It didnt have to be given airtime. Were the media placidly cheerleading as it was two years ago it would likely never even have been investigated.

It was a deliberate choice for the tabloids to blanket us with partygate coverage and to trash Boris's reputation.

It's neither wonky nor complicated. The media are doing their job. Their** job IS to manipulate public opinion on behalf of their owners.

** Except for the BBC and the guardian who are more reactive and generally follow the pack.

1 comments

Well, they did bury it. First, there were media figures (the wife of the editor of the Sun, for instance) at the parties, so obviously they didn't report on it at the time, and I remember when the first leaks started coming out, Laura Kuennsberg presented it as a 'Westminster drama' kind of story. It's impossible to imagine that media figures did not know the parties were happening at the time: Allegra Stratton is married to James Fortsyth (the editor of the Spectator), for instance.

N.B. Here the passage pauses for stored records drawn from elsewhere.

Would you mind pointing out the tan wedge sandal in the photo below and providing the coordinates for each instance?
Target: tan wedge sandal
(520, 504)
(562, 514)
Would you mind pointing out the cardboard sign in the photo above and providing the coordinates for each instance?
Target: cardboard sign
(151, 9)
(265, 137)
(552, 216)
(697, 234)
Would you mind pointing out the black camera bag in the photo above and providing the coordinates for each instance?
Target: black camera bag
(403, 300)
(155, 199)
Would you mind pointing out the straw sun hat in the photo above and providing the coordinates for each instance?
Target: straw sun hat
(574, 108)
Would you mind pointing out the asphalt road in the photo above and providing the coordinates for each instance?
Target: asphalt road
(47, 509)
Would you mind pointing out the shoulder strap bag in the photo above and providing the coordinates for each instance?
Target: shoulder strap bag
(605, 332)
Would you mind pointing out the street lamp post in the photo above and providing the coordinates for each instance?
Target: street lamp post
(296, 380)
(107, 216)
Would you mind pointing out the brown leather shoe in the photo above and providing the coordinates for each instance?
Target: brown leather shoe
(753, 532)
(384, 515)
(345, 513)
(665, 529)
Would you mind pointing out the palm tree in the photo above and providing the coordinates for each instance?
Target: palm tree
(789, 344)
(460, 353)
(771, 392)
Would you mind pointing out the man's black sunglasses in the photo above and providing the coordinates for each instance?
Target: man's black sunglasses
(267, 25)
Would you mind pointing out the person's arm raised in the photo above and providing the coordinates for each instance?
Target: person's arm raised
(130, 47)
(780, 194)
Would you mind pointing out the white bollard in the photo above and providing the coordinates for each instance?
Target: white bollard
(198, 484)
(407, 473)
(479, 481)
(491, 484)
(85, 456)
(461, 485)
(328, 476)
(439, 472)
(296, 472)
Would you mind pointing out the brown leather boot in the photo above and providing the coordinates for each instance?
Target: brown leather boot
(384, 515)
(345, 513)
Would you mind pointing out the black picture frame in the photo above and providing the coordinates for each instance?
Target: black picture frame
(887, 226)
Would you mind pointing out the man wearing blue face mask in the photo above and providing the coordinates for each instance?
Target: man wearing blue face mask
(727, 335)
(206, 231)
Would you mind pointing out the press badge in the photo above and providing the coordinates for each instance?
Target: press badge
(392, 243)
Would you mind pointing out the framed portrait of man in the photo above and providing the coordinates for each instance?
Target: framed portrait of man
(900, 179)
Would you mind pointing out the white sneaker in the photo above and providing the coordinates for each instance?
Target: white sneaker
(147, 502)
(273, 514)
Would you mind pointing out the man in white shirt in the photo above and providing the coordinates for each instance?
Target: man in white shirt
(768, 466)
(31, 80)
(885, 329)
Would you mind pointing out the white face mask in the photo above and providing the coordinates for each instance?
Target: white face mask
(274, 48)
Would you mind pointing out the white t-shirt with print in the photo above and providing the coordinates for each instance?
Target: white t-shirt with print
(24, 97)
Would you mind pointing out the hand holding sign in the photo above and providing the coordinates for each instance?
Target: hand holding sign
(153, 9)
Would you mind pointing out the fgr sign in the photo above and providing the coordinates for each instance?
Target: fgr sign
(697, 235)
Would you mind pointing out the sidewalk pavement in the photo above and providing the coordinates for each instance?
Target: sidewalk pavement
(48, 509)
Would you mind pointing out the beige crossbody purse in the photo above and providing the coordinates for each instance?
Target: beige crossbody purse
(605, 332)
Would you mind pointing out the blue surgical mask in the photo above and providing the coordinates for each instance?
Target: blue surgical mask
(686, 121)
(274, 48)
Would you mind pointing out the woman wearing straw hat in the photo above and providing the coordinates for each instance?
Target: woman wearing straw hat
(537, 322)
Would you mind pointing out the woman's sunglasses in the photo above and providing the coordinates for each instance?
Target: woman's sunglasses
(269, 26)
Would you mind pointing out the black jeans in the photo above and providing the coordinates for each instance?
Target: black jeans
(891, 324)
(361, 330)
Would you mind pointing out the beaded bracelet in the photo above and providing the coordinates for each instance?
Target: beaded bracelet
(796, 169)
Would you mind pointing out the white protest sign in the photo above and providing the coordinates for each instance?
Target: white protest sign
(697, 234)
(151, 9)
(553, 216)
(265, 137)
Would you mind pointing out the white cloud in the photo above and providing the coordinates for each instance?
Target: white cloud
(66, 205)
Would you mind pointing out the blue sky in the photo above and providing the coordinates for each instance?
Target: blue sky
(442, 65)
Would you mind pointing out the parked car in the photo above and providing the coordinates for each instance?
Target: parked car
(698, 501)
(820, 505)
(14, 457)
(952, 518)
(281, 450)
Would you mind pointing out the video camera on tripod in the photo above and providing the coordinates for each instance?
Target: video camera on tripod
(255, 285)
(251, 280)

I think the point is, british people generally have a lot of tolerance for amateurism, well-intentioned muddling through, and honest mistakes. That's a deep part of the culture. What they cannot stand is people who behave as if they are too important to follow the rules everybody else follows. That's why queue jumping is sort of like human sacrifice in the UK. When you combine an instance of this trope, with a traumatic national moment, it's going to have way more psychological impact than simple incompetence, no matter how much more damaging incompetence actually is.